Colonel Potter used to say that he thought the old adage "absence makes the heart grow fonder" was a load of buffalo bagels. In the months that followed that last phone call, Hawkeye found the adage to be a serious understatement. He knew he was the one who'd insisted on the "disconnection," as he'd put it. But the silence from California was driving him crazy. At night, as he lay sleepless in bed, he imagined that B.J. had completely forgotten about him, was back to being obsessed with his wife and daughter, was maybe even working on baby number two. Hawkeye himself couldn't find the strength to get back to dating, though his dad was after him all the time to get out of the house more. Months after the war, and Hawk still could not define "normal."

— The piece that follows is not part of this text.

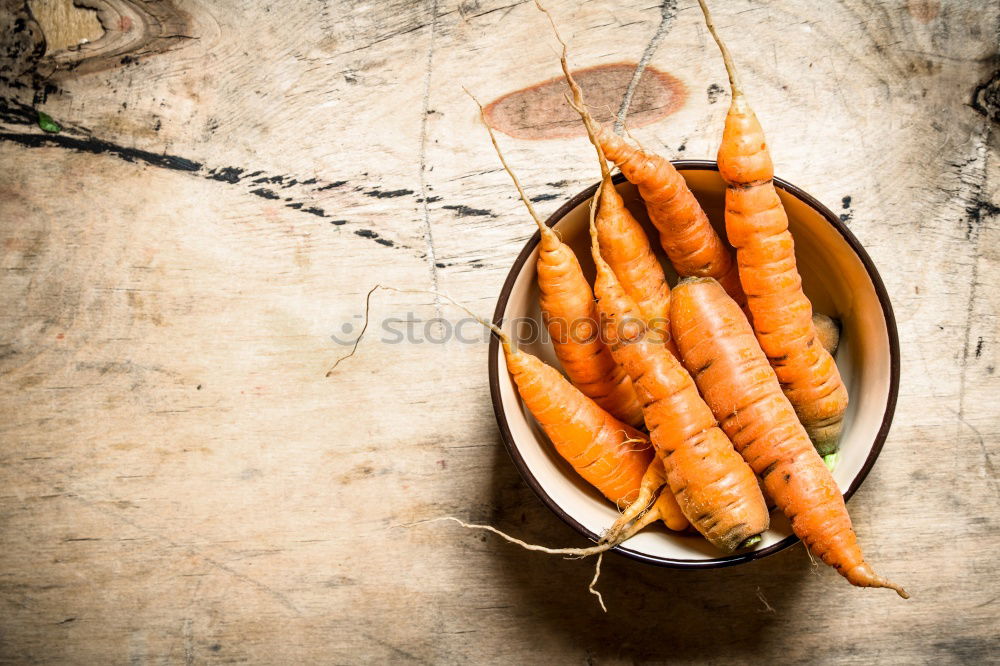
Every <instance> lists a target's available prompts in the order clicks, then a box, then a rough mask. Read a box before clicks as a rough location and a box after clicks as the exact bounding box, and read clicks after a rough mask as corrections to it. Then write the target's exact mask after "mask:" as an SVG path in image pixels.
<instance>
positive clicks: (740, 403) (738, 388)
mask: <svg viewBox="0 0 1000 666" xmlns="http://www.w3.org/2000/svg"><path fill="white" fill-rule="evenodd" d="M670 321H671V324H670V325H671V329H672V330H673V334H674V339H675V341H676V342H677V346H678V348H679V349H680V352H681V358H682V360H683V363H684V366H685V367H686V368H687V370H688V372H690V373H691V376H692V377H694V379H695V382H696V383H697V385H698V388H699V389H700V390H701V394H702V396H703V397H704V399H705V402H707V403H708V406H709V407H710V408H711V409H712V412H713V414H714V415H715V418H716V419H718V421H719V424H720V425H721V426H722V429H723V430H724V431H725V432H726V434H727V435H728V436H729V438H730V440H732V443H733V445H734V446H735V447H736V450H737V451H739V452H740V454H741V455H742V456H743V458H744V459H745V460H746V461H747V462H748V463H749V464H750V466H751V467H752V468H753V470H754V472H756V473H757V474H758V475H759V477H760V478H761V480H762V481H763V484H764V488H765V490H766V492H767V494H768V496H770V497H771V498H772V499H773V500H774V501H775V503H776V504H777V506H778V507H779V508H780V509H781V510H782V512H784V514H785V515H786V516H788V519H789V520H790V521H791V524H792V530H793V531H794V532H795V534H796V535H797V536H798V537H799V538H800V539H802V541H803V542H804V543H805V544H806V546H807V547H808V548H809V550H810V551H811V552H812V553H813V554H814V555H816V556H817V557H819V558H820V559H822V560H823V561H824V562H825V563H826V564H828V565H830V566H832V567H834V568H835V569H836V570H837V571H838V572H839V573H840V574H841V575H842V576H844V577H845V578H847V580H848V581H850V582H851V584H853V585H858V586H861V587H889V588H892V589H895V590H896V591H897V592H898V593H899V594H900V595H901V596H903V597H905V596H906V593H905V592H904V591H903V590H902V588H900V587H899V586H897V585H895V584H893V583H891V582H889V581H887V580H886V579H884V578H882V577H880V576H878V575H877V574H876V573H875V572H874V570H873V569H872V568H871V566H870V565H869V564H868V563H867V562H865V560H864V556H863V555H862V553H861V549H860V547H859V546H858V542H857V536H856V535H855V533H854V529H853V527H852V526H851V518H850V516H849V515H848V513H847V507H846V506H845V504H844V498H843V495H841V493H840V489H839V488H838V487H837V483H836V481H834V479H833V476H832V475H831V474H830V471H829V470H828V469H827V467H826V465H825V464H824V463H823V460H822V458H820V456H819V454H818V453H817V452H816V450H815V449H814V448H813V445H812V443H811V442H810V441H809V436H808V435H807V434H806V431H805V429H804V428H803V427H802V424H801V423H799V420H798V418H797V417H796V414H795V410H794V409H793V408H792V405H791V403H789V401H788V398H786V397H785V395H784V394H783V393H782V390H781V386H780V385H779V384H778V379H777V377H776V376H775V373H774V370H773V369H772V368H771V366H770V364H769V363H768V360H767V358H766V357H765V355H764V352H763V351H762V350H761V348H760V345H759V344H758V343H757V339H756V336H755V335H754V332H753V329H752V328H751V327H750V324H749V322H748V321H747V319H746V316H745V315H744V313H743V311H742V310H741V309H740V307H739V306H738V305H737V304H736V303H735V301H733V300H732V299H731V298H730V297H729V296H728V295H727V294H726V292H725V291H724V290H723V289H722V287H721V286H720V285H719V283H718V282H716V281H715V280H712V279H705V278H686V279H684V280H682V281H681V282H680V283H679V284H678V285H677V286H676V287H675V288H674V293H673V298H672V299H671V307H670ZM640 393H641V391H640Z"/></svg>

He had fallen in love with B.J. Hunnicutt long before Beej had his own epiphany after they parted. When exactly it had happened for Hawkeye, he couldn't say. Somewhere in the midst of the practical jokes, the endless OR sessions, the drinking binges and the long, lazy conversations in the Swamp in the middle of the night. Even when the two of them didn't see eye to eye, he had never known a better man, a more compassionate soul. His cynicism seemed to melt away when he spent time with B.J. His resentment turned inside out and somehow became tranquility, in a kind of magic that only Beej could orchestrate. Whenever Hawkeye felt the anger or the pain creep back in, he only needed to see B.J.'s smile to chase away the darkness.
Now, weary but sleepless, he sighed, at a loss to understand why home didn't seem like home and why "normal" was a word without meaning and why he had shoved away the one person who would be able to make sense of it all.

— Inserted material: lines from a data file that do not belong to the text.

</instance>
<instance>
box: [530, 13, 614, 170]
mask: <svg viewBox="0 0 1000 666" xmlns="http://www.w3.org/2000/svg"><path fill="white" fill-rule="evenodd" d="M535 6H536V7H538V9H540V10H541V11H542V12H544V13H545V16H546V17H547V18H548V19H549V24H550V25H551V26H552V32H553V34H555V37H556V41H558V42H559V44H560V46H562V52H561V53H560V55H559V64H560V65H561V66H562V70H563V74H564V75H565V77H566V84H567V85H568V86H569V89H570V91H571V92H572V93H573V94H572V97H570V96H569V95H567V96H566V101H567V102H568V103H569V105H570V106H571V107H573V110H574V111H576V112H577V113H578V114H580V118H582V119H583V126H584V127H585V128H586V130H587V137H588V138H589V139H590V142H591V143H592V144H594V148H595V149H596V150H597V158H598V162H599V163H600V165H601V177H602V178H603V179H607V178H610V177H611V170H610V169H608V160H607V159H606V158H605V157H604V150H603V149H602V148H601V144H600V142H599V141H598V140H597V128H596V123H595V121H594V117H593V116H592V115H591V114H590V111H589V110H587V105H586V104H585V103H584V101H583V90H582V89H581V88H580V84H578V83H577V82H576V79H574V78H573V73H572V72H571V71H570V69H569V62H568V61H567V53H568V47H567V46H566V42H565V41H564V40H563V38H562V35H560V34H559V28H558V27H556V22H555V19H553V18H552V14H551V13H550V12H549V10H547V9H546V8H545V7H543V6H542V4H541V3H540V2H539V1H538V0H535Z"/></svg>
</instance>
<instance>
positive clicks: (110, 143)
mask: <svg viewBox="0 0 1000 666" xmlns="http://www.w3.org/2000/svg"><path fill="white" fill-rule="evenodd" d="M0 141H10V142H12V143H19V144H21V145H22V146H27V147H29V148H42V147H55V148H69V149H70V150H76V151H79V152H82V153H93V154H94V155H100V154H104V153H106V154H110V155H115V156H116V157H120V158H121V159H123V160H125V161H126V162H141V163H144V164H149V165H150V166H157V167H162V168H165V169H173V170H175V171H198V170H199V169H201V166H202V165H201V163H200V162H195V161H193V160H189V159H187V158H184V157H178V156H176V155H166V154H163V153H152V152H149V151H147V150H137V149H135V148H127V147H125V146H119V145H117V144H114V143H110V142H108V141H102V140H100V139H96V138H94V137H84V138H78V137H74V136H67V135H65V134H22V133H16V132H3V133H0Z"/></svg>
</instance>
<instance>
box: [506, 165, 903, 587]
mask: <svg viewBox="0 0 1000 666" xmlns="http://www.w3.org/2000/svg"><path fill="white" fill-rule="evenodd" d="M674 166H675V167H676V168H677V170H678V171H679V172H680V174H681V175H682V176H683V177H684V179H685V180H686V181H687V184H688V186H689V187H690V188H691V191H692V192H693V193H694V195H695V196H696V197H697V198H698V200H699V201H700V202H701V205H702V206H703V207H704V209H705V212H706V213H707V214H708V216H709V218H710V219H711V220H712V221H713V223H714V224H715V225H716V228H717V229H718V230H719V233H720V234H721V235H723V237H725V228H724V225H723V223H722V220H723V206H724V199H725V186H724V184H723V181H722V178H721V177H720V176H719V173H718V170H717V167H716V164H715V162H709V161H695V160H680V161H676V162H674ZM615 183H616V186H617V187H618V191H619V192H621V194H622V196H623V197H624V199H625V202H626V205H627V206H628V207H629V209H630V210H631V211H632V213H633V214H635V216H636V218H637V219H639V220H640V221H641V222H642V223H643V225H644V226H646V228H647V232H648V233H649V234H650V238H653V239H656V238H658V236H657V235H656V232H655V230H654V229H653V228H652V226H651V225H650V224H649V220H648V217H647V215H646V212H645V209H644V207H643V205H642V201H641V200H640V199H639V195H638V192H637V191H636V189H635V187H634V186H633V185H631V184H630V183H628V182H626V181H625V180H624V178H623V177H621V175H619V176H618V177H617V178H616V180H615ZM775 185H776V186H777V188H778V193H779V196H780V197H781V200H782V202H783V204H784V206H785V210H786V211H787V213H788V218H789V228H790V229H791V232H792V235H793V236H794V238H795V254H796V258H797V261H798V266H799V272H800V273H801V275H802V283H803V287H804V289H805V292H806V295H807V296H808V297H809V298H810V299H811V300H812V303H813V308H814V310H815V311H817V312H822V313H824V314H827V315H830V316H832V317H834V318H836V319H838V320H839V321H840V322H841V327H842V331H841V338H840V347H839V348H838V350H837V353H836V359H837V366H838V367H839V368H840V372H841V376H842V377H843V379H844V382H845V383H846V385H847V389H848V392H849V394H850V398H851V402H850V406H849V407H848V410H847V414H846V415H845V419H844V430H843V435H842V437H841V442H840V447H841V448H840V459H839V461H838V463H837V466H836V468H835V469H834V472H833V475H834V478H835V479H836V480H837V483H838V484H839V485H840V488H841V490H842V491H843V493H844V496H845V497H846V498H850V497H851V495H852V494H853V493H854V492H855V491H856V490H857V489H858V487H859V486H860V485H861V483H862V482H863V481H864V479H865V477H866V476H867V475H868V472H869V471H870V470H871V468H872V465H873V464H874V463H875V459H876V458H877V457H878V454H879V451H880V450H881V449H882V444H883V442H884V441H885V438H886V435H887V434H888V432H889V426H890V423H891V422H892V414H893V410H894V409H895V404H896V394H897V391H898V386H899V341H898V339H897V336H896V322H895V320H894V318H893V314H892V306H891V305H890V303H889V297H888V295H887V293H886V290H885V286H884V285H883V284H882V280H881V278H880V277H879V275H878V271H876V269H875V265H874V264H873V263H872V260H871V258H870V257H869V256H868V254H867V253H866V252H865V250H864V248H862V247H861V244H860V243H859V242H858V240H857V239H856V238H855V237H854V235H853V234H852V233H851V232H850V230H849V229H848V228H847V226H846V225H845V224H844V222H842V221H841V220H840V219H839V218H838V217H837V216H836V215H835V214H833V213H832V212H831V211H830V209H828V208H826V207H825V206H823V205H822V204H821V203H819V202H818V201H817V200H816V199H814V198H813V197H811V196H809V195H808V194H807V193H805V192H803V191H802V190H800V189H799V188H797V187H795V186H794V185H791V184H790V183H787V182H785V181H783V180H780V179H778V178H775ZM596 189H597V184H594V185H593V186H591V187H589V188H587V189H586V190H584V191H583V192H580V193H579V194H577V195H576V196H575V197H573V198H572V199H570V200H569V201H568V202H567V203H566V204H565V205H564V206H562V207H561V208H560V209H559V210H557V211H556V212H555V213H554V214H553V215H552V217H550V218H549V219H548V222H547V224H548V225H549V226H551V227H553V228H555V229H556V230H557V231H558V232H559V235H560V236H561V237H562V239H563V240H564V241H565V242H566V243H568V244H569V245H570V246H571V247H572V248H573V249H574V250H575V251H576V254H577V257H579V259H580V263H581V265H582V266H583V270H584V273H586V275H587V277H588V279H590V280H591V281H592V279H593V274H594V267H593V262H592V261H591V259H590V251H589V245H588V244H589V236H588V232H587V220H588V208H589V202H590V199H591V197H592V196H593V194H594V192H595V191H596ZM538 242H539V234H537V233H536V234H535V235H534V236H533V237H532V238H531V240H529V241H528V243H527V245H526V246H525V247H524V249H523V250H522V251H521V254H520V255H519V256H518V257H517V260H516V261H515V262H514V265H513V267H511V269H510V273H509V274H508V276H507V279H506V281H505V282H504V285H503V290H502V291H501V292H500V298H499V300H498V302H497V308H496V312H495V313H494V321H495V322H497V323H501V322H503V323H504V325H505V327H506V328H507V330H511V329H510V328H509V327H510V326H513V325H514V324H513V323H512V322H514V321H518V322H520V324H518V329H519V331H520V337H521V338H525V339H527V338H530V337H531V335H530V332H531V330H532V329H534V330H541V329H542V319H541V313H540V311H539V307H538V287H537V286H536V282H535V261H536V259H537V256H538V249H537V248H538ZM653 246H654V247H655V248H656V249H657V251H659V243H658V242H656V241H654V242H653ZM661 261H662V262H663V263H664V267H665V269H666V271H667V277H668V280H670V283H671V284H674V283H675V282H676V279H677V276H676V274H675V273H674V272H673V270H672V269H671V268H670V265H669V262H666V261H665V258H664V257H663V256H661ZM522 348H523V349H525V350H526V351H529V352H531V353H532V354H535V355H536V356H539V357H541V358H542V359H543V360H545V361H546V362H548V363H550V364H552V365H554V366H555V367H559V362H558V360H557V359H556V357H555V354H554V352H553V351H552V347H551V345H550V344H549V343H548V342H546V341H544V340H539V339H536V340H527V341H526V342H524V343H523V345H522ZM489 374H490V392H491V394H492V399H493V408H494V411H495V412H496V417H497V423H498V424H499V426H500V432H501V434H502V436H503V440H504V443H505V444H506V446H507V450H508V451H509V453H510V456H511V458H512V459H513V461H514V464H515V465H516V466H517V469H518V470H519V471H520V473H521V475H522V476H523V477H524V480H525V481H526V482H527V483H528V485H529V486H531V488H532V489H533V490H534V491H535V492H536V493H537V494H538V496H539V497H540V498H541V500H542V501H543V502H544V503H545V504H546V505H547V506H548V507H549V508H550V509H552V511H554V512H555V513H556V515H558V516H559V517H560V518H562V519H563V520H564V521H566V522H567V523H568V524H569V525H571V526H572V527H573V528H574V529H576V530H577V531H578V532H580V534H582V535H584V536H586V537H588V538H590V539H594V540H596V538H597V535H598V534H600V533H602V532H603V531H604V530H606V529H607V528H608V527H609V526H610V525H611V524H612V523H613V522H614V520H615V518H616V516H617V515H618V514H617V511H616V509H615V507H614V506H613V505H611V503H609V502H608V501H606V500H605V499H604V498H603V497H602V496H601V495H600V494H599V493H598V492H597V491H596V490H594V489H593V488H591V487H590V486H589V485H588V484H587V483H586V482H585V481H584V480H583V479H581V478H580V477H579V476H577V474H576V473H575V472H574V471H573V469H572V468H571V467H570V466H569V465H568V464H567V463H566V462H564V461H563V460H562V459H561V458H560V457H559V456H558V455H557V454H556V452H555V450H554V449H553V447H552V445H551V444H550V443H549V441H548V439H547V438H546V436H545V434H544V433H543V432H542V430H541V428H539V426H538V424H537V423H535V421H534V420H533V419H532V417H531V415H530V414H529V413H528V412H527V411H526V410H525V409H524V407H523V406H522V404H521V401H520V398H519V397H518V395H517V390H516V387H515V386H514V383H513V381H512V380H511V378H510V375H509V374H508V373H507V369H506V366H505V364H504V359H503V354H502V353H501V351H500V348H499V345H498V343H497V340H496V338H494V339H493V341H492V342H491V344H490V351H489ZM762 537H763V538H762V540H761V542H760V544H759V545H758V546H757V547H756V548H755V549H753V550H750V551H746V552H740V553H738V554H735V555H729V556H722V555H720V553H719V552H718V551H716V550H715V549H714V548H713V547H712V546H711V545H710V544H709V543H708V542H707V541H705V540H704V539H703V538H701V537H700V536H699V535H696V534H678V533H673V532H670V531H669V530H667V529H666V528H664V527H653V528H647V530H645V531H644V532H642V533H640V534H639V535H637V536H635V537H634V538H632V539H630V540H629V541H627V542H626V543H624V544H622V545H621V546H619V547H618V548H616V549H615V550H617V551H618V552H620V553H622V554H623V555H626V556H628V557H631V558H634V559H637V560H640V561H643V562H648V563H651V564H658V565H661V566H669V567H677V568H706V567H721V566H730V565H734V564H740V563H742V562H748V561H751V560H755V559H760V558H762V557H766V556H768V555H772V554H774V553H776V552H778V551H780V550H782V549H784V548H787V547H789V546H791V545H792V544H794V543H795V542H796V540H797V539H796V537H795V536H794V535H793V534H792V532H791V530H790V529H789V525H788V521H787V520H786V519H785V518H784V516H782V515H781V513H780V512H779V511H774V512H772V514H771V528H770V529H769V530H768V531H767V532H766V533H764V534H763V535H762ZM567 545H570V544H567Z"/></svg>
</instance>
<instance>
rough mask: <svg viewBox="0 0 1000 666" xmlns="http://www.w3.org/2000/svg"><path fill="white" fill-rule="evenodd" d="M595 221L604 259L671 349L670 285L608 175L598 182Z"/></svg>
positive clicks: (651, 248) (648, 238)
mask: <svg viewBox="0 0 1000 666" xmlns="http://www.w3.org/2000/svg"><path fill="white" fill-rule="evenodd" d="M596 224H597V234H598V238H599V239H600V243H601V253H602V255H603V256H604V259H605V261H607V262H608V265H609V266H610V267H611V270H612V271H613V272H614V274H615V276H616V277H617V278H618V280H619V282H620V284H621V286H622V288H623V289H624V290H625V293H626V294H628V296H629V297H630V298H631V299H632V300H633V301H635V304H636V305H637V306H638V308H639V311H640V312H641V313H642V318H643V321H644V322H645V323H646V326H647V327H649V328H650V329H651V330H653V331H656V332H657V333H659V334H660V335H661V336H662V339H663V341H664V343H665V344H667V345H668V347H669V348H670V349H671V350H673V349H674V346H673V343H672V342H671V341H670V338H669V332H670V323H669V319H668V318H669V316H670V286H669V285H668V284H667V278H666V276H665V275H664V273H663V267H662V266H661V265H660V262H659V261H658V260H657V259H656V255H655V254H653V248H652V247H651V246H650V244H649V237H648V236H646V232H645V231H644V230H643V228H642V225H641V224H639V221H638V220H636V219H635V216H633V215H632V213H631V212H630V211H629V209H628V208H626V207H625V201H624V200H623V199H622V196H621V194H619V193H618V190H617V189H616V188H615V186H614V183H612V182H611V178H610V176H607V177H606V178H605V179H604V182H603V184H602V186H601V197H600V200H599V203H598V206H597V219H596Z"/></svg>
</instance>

Autumn in Maine brought bright, mind-blowing colors—deep reds and oranges—that Hawkeye had forgotten even existed. Korea had seemed so...olive drab and brown. On one such picturesque afternoon, he came home from work to discover B.J. Hunnicutt standing on his front porch. He stopped dead in his tracks, had to do a double-take to be sure he was seeing correctly. B.J. had shaved off the moustache, his hair was shorter, but otherwise he looked as Hawk remembered. Without the weight of a war on top of him, he was looking especially youthful and vital, a bright beacon giving off positive energy. Hawkeye couldn't keep the emotion out of his voice as he said, "Am I dreaming?"
B.J. shrugged and gave a weak smile. "It's me. I'm here. I couldn't do it anymore, I couldn't do what you asked—forget you? That's not going to happen. Sure, what you said made perfect sense. I have a wife, I have a little girl who needs her dad…you made perfect sense. But since when does love make any sense? I tried to go without you as long as I could, but here I am," he waved his arms around, "here in Maine, because this is where you are. Because this is where I need to be." Neither of them said anything for a beat or two, and B.J. added, a hint of desperation in his voice, "Don't turn me away, Hawk, I don't think I could—"
"No."
B.J. stopped short and blinked. He cocked his head like a puppy—and every bit as endearing. "Did you just say no? No what?"
Hawkeye shook his head, his eyes welling with tears. "No, I'm not going to turn you away."
A slow, sweet smile came to B.J. and Hawkeye melted at the sight. Curse that Hunnicutt, he was right, this is where he needed to be. For a moment they just stared at each other, then B.J. gave a little laugh and said, "Well damn. I'd gotten so used to being rejected by you, I don't know how to act."
"For starters, how about coming over here and giving us a hug?" And in the next instant, B.J. was in his arms. Hawkeye shut his eyes, held on tight, and thought, this is what it feels like to be home.